No dia de março, Raúl Castro anunciou a reestruturação governamental mais profunda dos últimos 15 anos na ilha, que incluiu a destituição de oito ministros e quatro vice-presidentes.
Entre eles estavam o vice-presidente Carlos Lage e o ministro das Relações Exteriores Felipe Pérez Roque.

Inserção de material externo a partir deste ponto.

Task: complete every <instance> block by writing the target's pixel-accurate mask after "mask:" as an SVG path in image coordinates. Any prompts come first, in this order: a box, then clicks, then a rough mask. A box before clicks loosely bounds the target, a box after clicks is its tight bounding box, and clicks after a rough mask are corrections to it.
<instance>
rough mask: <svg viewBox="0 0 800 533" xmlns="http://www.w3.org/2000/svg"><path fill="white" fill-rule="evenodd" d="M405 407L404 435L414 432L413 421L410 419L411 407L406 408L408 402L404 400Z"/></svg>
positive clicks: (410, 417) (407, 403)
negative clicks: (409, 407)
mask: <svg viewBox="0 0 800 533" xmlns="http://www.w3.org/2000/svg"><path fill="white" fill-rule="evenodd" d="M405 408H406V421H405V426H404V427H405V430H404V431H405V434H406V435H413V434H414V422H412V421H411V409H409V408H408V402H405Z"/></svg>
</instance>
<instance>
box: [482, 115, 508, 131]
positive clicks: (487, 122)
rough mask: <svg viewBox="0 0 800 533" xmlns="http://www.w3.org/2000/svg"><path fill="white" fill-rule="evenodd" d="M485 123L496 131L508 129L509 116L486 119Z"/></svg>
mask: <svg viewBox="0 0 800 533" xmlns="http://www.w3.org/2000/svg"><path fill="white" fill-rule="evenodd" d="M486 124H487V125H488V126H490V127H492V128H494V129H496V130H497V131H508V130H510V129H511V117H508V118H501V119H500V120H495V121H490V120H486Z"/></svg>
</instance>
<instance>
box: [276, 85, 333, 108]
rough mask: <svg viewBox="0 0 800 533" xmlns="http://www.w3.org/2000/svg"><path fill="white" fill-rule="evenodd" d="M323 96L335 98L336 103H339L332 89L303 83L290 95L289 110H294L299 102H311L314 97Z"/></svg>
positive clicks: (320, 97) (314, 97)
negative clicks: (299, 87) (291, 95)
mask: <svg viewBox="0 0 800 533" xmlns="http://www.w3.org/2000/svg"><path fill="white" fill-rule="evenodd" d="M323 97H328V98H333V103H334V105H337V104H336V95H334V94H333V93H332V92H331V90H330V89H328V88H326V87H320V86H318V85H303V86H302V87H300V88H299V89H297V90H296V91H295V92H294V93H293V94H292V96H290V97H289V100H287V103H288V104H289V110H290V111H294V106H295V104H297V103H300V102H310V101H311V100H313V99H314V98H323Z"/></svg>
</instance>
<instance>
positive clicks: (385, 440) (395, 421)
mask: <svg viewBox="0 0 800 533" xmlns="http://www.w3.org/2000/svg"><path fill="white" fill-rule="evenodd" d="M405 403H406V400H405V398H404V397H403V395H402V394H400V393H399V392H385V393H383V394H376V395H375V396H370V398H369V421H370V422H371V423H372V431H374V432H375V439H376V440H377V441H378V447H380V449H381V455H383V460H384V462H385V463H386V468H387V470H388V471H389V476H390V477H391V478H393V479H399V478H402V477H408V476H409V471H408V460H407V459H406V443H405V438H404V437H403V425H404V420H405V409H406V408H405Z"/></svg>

Segundo o comunicado, Soberón, de 65 anos, pediu para ser substituído no comando do Banco Central, como membro do Comitê Central do governante Partido Comunista, como membro do Conselho de Estado e como deputado.
A versão oficial sustenta que, após 48 anos de trabalho, Soberón quer “realizar o velho sonho de se dedicar a escrever e investigar sobre finanças internacionais, pondo seus resultados à disposição do Partido e do Governo”.
Medina é economista, presidia até agora o Banco Financeiro Internacional, também do Estado, e por 35 anos desempenhou diferentes cargos de direção no sistema bancário cubano.